Overview of Sensitive Actions notifications

Protecting cloud environments requires protecting Identity and Access Management accounts against compromise. Compromising a privileged user account enables an attacker to make changes to a cloud environment, so detecting potential compromises is essential for securing organizations of every size. To help organizations stay secure, Google Cloud logs sensitive actions that are taken by IAM user accounts and notifies organization administrators of those actions directly through Advisory Notifications.

Sensitive actions are actions that can have a significant negative effect on your Google Cloud organization if they are taken by a malicious actor using a compromised account. These actions by themselves do not necessarily represent a threat to your organization or indicate that an account has been compromised. However, we recommend that you confirm that the actions were taken by your users with legitimate purposes.

Who receives Sensitive Actions notifications

Google Cloud notifies your organization of sensitive actions by sending an email notification to your organization-level essential contacts for security. If there are no essential contacts configured, the email notification is sent to all accounts that have the Organization Admin IAM role at the organization level.

Opting out

If you don't want to receive Sensitive Actions notifications in your organization, you can opt out of these notifications. For more information, see Configure notifications. Opting out of Sensitive Actions notifications only affects the notifications delivered through Advisory Notifications. Sensitive Actions logs are always generated and are not affected by opting out of notifications. If you use Security Command Center, the Sensitive Actions Service is not affected by opting out of Sensitive Actions notifications.

How Sensitive Actions works

Google Cloud detects sensitive actions by monitoring your organization's Admin Activity Audit Logs. When a sensitive action is detected, Google Cloud writes the action in the Sensitive Actions Service platform log in the same resource where the activity occurred. Google Cloud also includes the event in a notification delivered through Advisory Notifications.

Notification frequency

The first time a sensitive action is observed in your organization, you receive a report that includes the initial action, plus any other actions that occur in the following hour. After the initial report, you receive reports for new sensitive actions in your organization at most once every 30 days. If there have not been any sensitive actions in your organization for a long time, you might receive the one-hour report the next time a sensitive action is observed.

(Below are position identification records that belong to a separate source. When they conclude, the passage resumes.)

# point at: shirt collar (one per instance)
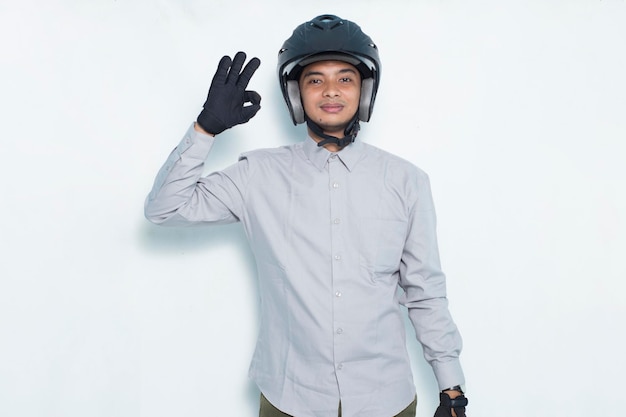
(318, 155)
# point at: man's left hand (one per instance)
(451, 404)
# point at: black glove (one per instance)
(225, 105)
(446, 405)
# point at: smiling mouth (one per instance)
(332, 107)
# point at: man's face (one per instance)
(330, 92)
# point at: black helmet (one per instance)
(328, 37)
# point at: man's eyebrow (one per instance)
(319, 73)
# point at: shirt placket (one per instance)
(337, 177)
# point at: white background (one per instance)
(516, 109)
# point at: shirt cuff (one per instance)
(448, 373)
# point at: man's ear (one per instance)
(295, 102)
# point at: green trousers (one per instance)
(268, 410)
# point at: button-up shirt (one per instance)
(342, 241)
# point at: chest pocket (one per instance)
(382, 242)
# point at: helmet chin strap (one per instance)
(350, 132)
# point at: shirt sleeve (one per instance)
(424, 286)
(181, 196)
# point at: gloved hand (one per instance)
(225, 105)
(446, 405)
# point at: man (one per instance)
(336, 227)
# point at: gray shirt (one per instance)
(342, 241)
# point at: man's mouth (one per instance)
(332, 107)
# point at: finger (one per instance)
(248, 71)
(252, 97)
(235, 68)
(248, 112)
(222, 70)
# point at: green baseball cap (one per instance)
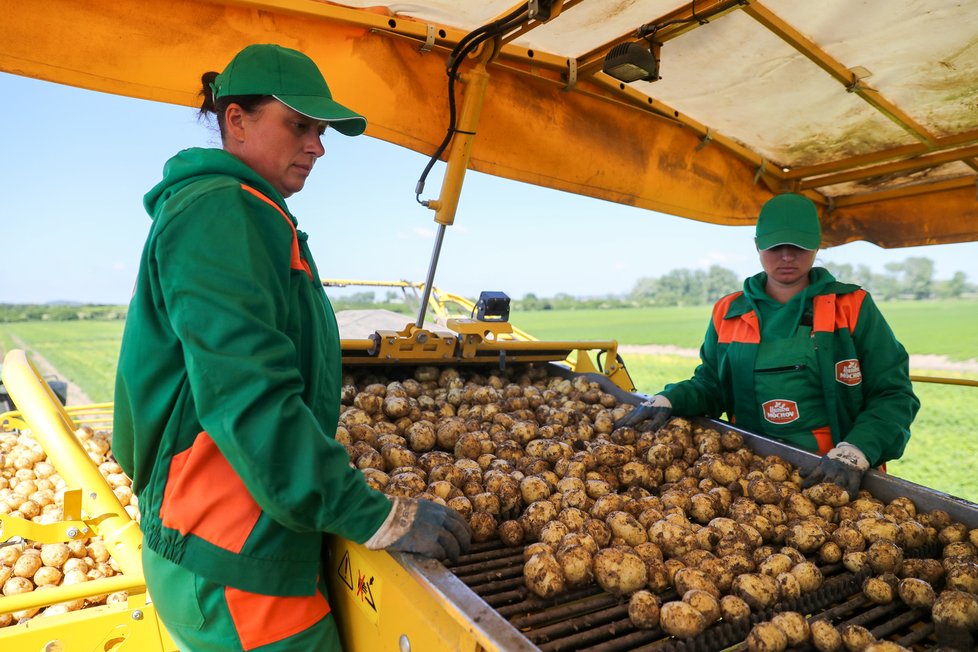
(290, 77)
(788, 219)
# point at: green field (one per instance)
(83, 352)
(924, 327)
(939, 454)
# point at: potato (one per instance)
(956, 609)
(619, 571)
(856, 562)
(625, 526)
(963, 577)
(878, 590)
(681, 619)
(916, 593)
(734, 609)
(884, 556)
(706, 603)
(766, 637)
(689, 579)
(775, 564)
(483, 526)
(576, 563)
(876, 529)
(421, 436)
(27, 564)
(827, 493)
(885, 646)
(856, 638)
(643, 610)
(806, 536)
(758, 591)
(510, 533)
(825, 637)
(543, 575)
(789, 587)
(809, 576)
(794, 625)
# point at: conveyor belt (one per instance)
(591, 620)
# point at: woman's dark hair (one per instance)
(249, 103)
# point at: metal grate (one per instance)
(591, 620)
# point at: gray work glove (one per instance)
(422, 527)
(656, 411)
(844, 465)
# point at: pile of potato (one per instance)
(535, 460)
(31, 488)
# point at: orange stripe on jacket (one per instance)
(297, 262)
(206, 498)
(737, 329)
(823, 436)
(264, 619)
(837, 311)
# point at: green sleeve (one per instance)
(882, 428)
(701, 394)
(225, 280)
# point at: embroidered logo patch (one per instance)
(848, 372)
(780, 411)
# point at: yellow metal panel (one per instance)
(108, 628)
(372, 619)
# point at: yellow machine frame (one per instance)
(132, 625)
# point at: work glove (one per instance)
(422, 527)
(844, 465)
(656, 411)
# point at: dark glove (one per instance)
(844, 465)
(656, 411)
(422, 527)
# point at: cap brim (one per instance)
(340, 118)
(798, 239)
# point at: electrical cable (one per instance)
(462, 49)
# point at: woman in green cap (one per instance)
(228, 384)
(801, 358)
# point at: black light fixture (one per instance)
(492, 306)
(628, 62)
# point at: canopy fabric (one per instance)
(868, 108)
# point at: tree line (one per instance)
(912, 279)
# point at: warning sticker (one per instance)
(848, 372)
(362, 582)
(780, 411)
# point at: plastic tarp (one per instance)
(870, 108)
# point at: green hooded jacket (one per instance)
(871, 408)
(228, 387)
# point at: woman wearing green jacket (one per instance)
(228, 384)
(799, 357)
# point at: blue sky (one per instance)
(75, 165)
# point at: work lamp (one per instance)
(628, 62)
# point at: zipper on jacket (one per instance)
(794, 367)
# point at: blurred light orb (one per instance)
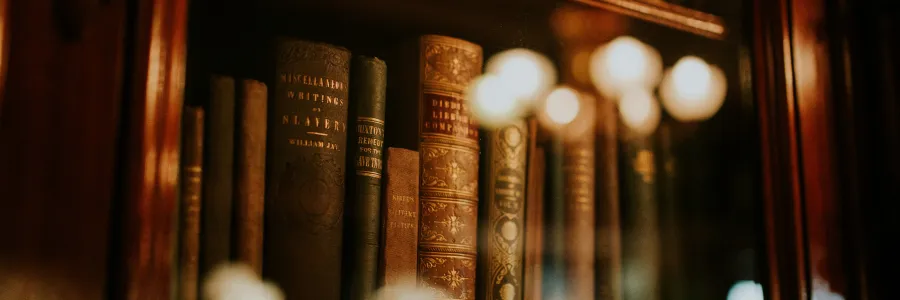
(525, 73)
(624, 64)
(493, 102)
(693, 90)
(745, 290)
(639, 111)
(562, 105)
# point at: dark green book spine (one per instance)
(368, 77)
(306, 161)
(215, 231)
(641, 245)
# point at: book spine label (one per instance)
(448, 149)
(250, 176)
(306, 166)
(578, 170)
(503, 211)
(368, 78)
(218, 176)
(191, 182)
(401, 221)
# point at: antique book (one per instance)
(553, 261)
(534, 223)
(578, 173)
(191, 185)
(640, 240)
(608, 234)
(216, 216)
(401, 222)
(502, 212)
(431, 87)
(305, 164)
(250, 184)
(368, 77)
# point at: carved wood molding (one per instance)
(666, 14)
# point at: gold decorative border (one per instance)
(667, 14)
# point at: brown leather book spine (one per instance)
(250, 152)
(609, 241)
(306, 162)
(578, 172)
(191, 185)
(448, 149)
(504, 171)
(534, 220)
(401, 221)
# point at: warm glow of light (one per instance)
(562, 105)
(238, 282)
(745, 290)
(525, 73)
(492, 101)
(639, 111)
(693, 90)
(624, 64)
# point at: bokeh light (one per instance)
(693, 90)
(639, 111)
(624, 64)
(745, 290)
(492, 101)
(524, 73)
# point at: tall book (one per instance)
(401, 223)
(578, 174)
(640, 242)
(534, 223)
(608, 234)
(215, 231)
(502, 211)
(368, 77)
(191, 185)
(431, 87)
(250, 184)
(306, 158)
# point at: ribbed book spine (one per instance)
(250, 168)
(641, 256)
(191, 185)
(368, 77)
(306, 158)
(578, 171)
(609, 243)
(502, 225)
(215, 232)
(448, 146)
(401, 223)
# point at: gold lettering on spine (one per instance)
(370, 144)
(506, 212)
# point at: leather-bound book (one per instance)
(534, 224)
(502, 212)
(191, 185)
(215, 231)
(608, 235)
(640, 240)
(250, 176)
(305, 163)
(401, 222)
(368, 77)
(578, 171)
(432, 117)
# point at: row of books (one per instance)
(421, 196)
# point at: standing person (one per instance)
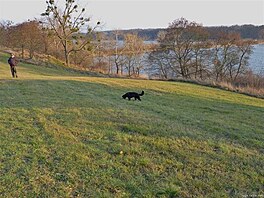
(13, 62)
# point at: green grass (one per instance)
(66, 135)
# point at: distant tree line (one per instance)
(245, 31)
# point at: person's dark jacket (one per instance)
(12, 61)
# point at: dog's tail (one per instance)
(142, 93)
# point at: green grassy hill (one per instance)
(66, 135)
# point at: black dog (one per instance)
(135, 95)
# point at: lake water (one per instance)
(256, 61)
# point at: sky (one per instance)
(128, 14)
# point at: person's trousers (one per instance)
(13, 71)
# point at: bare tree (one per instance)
(133, 51)
(67, 24)
(178, 41)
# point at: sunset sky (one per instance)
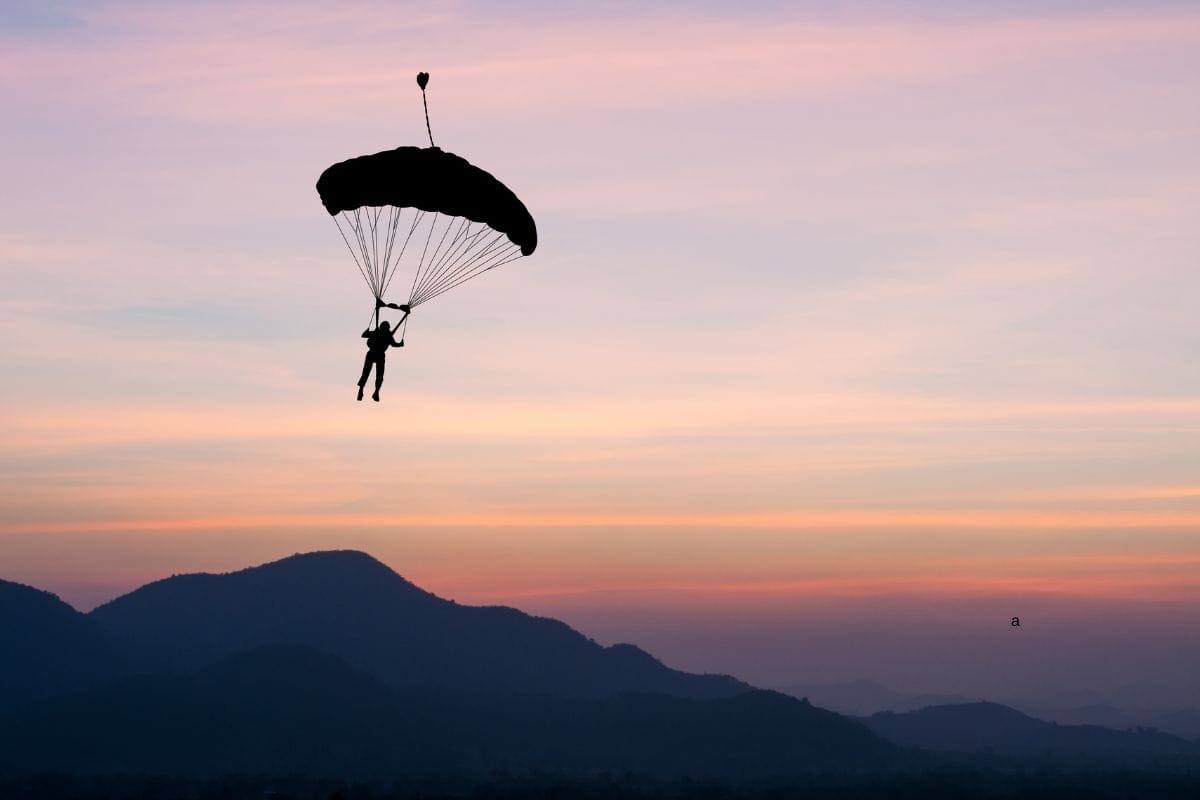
(853, 331)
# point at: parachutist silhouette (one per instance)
(453, 220)
(378, 341)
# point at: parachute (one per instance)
(426, 211)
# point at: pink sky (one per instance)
(833, 314)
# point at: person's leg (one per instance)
(366, 371)
(379, 366)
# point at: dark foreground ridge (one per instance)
(351, 605)
(331, 667)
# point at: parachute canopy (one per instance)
(429, 179)
(455, 220)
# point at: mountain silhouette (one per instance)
(49, 647)
(288, 709)
(348, 603)
(994, 728)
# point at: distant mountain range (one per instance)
(862, 698)
(330, 663)
(1001, 731)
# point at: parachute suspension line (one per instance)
(389, 240)
(437, 259)
(468, 265)
(366, 252)
(373, 218)
(465, 240)
(502, 257)
(417, 221)
(465, 262)
(429, 238)
(353, 254)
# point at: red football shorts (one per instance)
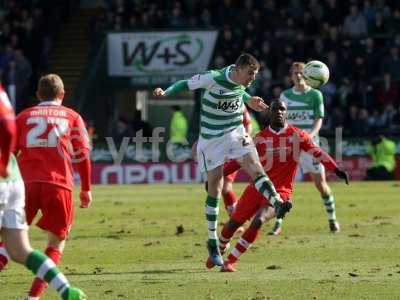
(231, 177)
(249, 203)
(55, 204)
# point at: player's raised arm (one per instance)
(81, 147)
(196, 82)
(307, 145)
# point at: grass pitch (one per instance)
(126, 246)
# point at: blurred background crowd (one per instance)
(358, 40)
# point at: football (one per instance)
(316, 73)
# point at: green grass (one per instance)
(125, 247)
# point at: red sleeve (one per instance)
(85, 169)
(230, 167)
(7, 141)
(307, 145)
(81, 146)
(80, 139)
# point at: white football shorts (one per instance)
(212, 153)
(12, 202)
(308, 164)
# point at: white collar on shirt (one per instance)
(48, 103)
(282, 130)
(228, 72)
(296, 92)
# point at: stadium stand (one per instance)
(359, 40)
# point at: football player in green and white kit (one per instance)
(223, 137)
(306, 110)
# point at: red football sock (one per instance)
(226, 234)
(4, 258)
(230, 201)
(243, 244)
(38, 285)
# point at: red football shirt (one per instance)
(7, 128)
(279, 154)
(50, 137)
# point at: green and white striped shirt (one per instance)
(222, 101)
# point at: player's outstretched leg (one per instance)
(212, 209)
(45, 269)
(241, 247)
(329, 203)
(226, 235)
(277, 228)
(38, 285)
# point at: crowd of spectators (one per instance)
(27, 28)
(358, 40)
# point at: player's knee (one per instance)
(214, 188)
(56, 242)
(19, 254)
(257, 222)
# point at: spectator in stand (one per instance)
(382, 152)
(391, 63)
(387, 92)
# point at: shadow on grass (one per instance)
(145, 272)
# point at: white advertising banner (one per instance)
(154, 57)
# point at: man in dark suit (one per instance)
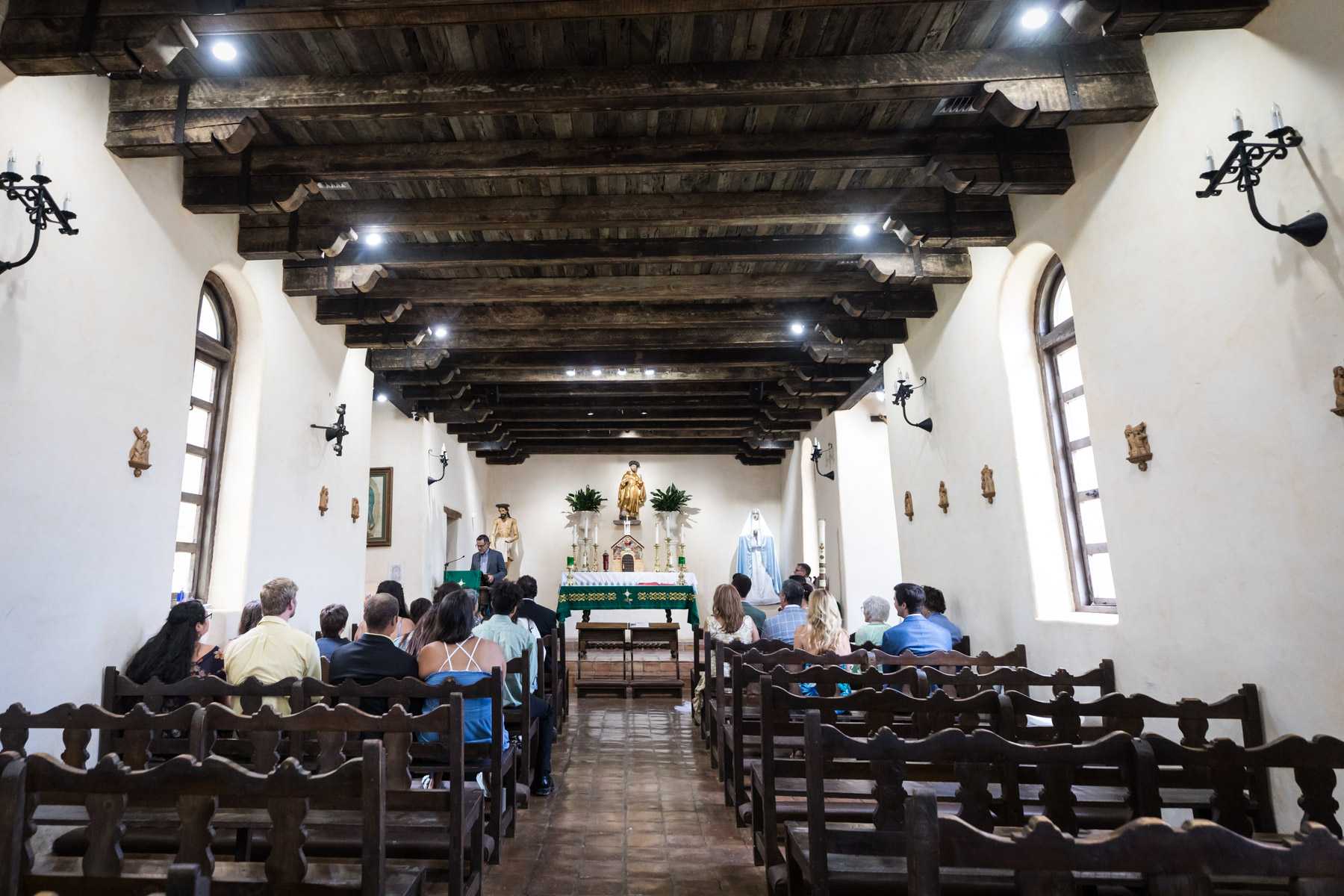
(488, 561)
(376, 656)
(530, 609)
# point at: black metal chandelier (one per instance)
(37, 200)
(902, 395)
(1243, 167)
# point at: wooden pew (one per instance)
(201, 794)
(497, 756)
(1233, 774)
(851, 860)
(441, 828)
(139, 736)
(779, 782)
(1041, 859)
(739, 731)
(1135, 716)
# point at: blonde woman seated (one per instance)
(726, 622)
(821, 633)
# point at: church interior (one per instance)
(629, 447)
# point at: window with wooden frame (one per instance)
(208, 417)
(1075, 467)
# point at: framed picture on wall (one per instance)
(379, 507)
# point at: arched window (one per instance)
(208, 417)
(1075, 469)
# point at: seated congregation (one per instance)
(856, 762)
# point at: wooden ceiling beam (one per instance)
(43, 37)
(1019, 87)
(391, 270)
(941, 220)
(280, 179)
(722, 336)
(443, 296)
(547, 319)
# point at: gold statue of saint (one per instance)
(631, 496)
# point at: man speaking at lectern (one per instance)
(488, 561)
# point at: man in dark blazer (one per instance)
(488, 561)
(376, 656)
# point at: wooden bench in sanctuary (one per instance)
(198, 793)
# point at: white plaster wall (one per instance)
(420, 526)
(719, 485)
(97, 337)
(1221, 336)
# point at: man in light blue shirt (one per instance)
(934, 609)
(791, 615)
(504, 630)
(915, 635)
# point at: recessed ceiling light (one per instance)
(1035, 18)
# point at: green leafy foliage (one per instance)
(586, 499)
(670, 499)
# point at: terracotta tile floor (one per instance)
(636, 810)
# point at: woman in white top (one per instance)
(726, 622)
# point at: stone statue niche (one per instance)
(628, 555)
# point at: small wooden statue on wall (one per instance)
(1137, 440)
(140, 452)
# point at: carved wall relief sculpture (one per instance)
(1137, 440)
(140, 452)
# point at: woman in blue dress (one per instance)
(445, 648)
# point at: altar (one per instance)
(628, 591)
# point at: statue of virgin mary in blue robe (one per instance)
(759, 561)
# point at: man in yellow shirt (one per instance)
(273, 650)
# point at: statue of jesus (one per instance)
(631, 496)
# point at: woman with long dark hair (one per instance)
(175, 652)
(447, 649)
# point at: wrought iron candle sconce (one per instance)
(1243, 167)
(40, 205)
(902, 395)
(336, 432)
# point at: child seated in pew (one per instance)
(445, 648)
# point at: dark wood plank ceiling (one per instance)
(564, 225)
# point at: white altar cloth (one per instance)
(626, 578)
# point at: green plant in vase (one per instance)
(670, 500)
(585, 500)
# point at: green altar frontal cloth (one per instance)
(620, 597)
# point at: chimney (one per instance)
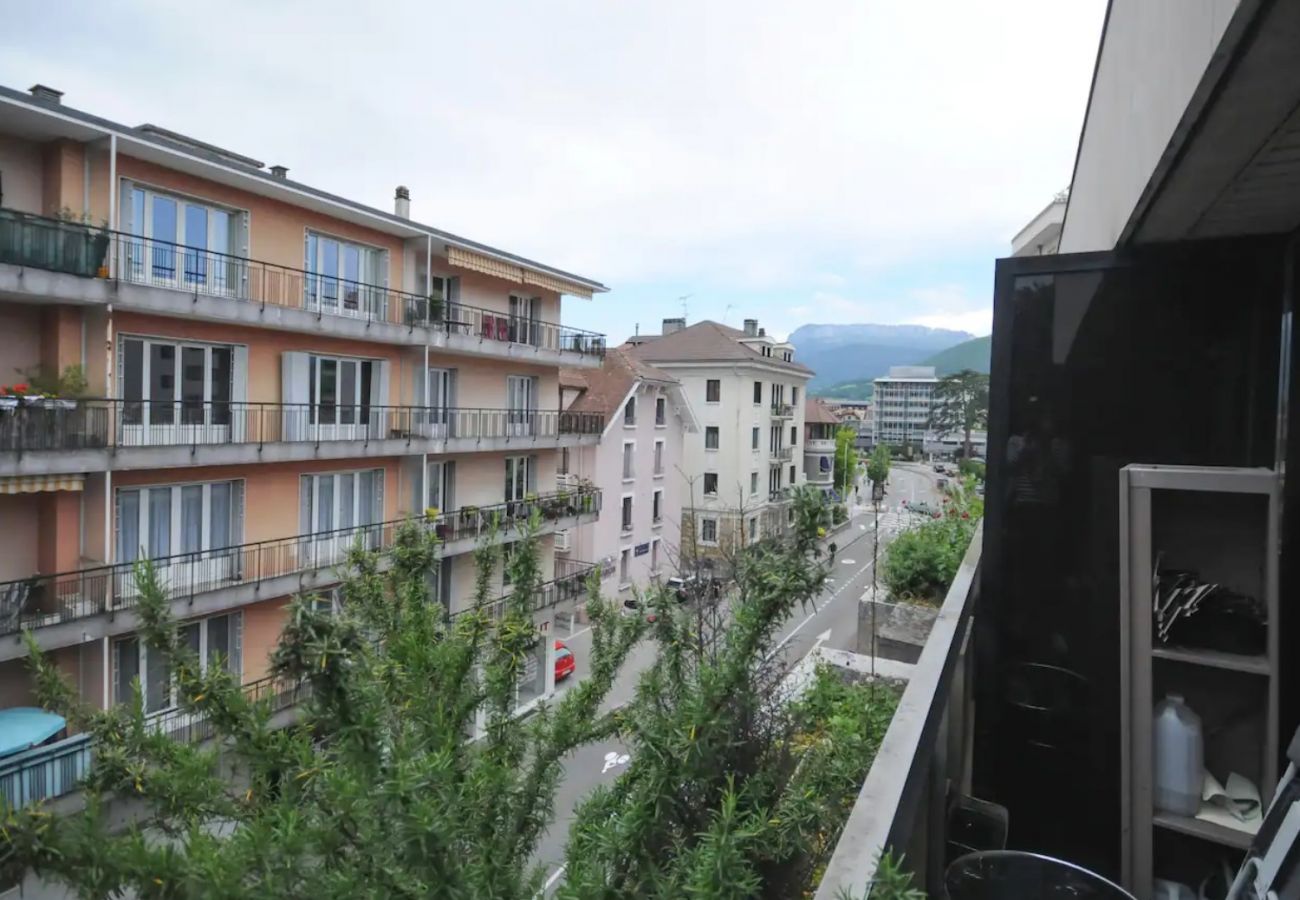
(47, 94)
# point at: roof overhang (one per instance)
(42, 121)
(1233, 164)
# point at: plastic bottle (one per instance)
(1179, 756)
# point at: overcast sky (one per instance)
(796, 161)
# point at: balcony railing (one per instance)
(53, 770)
(113, 423)
(904, 801)
(74, 249)
(47, 600)
(570, 583)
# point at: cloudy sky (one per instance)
(814, 161)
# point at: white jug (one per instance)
(1179, 757)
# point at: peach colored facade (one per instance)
(68, 523)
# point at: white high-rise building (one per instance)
(901, 405)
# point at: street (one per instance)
(831, 621)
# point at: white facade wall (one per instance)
(736, 415)
(1152, 57)
(605, 541)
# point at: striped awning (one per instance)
(468, 259)
(35, 484)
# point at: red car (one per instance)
(563, 661)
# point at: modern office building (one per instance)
(636, 467)
(242, 377)
(748, 394)
(900, 405)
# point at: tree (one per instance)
(878, 466)
(375, 791)
(961, 405)
(845, 459)
(731, 792)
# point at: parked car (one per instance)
(564, 662)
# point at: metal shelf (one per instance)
(1236, 662)
(1212, 831)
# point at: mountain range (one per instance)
(848, 357)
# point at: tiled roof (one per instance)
(606, 386)
(815, 411)
(709, 341)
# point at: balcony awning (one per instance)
(467, 259)
(24, 726)
(37, 484)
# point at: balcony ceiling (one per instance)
(1233, 167)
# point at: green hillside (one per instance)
(966, 355)
(848, 390)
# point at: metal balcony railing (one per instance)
(47, 600)
(53, 770)
(570, 583)
(48, 424)
(76, 249)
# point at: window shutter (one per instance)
(294, 385)
(235, 662)
(304, 505)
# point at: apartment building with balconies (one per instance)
(748, 394)
(272, 375)
(636, 467)
(901, 403)
(820, 425)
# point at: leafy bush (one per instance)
(922, 562)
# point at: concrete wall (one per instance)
(22, 169)
(1153, 55)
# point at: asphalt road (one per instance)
(831, 621)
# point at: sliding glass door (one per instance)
(337, 510)
(183, 243)
(176, 393)
(343, 278)
(189, 531)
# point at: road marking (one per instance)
(555, 877)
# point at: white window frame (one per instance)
(628, 501)
(369, 288)
(172, 262)
(213, 424)
(629, 461)
(133, 643)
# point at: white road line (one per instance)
(555, 877)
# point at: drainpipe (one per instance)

When Sensitive Actions are not produced

Google Cloud reports sensitive actions only if the principal that performs the action is a user account. Actions taken by a service account are not reported. Google developed this capability to protect against adversaries who gain access to end-user credentials and use those to take unwanted actions in cloud environments. Because many of these actions are common behavior for service accounts, logs and advisory notifications are not produced for these identities.

Sensitive actions cannot be detected if you have configured your Admin Activity Audit Logs to be located in a specific region (that is, not the global region). For example, if you have specified a storage region for the _Required logs bucket in a certain resource, logs from that resource cannot be scanned for sensitive actions.

If you have configured your Admin Activity Audit Logs to be encrypted with customer-managed encryption keys, your logs cannot be scanned for sensitive actions.

Sensitive Actions in Security Command Center

If you use Security Command Center, you can receive Sensitive Actions as findings through the Sensitive Actions Service.

Although the Sensitive Actions logs and Advisory Notifications provide one lens on account behavior in your organization, Security Command Center provides additional insight and management capabilities for security teams who are protecting more complex, large, or important workloads and environments. We recommend monitoring Sensitive Actions as one piece of your overall security monitoring strategy.

For more information about Security Command Center, see the following:


Notifications for Sensitive Actions in Advisory Notifications are provided at no additional charge. Sensitive Actions logs in Cloud Logging incur ingestion and storage costs in accordance with Logging pricing. The volume of Sensitive Actions log entries depends on how often user accounts in your organization perform sensitive actions. These actions are typically uncommon.

Types of Sensitive Actions

Google Cloud informs you of the following types of sensitive actions.

Sensitive Roles Added

A principal with an Owner (roles/owner) or Editor (roles/editor) IAM role was granted at the organization level. These roles permit a large number of actions across your organization.

Billing Admin Removed

A Billing Account Administrator (roles/billing.admin) IAM role was removed at the organization level. Removing this role can prevent users from having visibility and provide a mechanism for an adversary to remain undetected.

Organization Policy Changed

An organization policy was created, updated, or deleted at the organization level. Organization policies at this level can affect the security of all your organization's Google Cloud resources.

Project-level SSH Key Added

A project-level SSH key was added to a Google Cloud project that did not previously have such a key. Project-level SSH keys can grant access to all the virtual machines (VMs) in the project.

GPU Instance Created

A VM with a GPU was created in a project by a person who had not created a GPU instance in that project recently. Compute Engine instances with GPUs can host workloads such as cryptocurrency mining.

Many Instances Created

Multiple VM instances were created by a user in a certain project. Large numbers of VM instances can be used for unexpected workloads such as cryptocurrency mining or denial-of-service attacks.

Many Instances Deleted

Multiple VM instances were deleted by a user in a certain project. Large numbers of instance deletions can disrupt your business.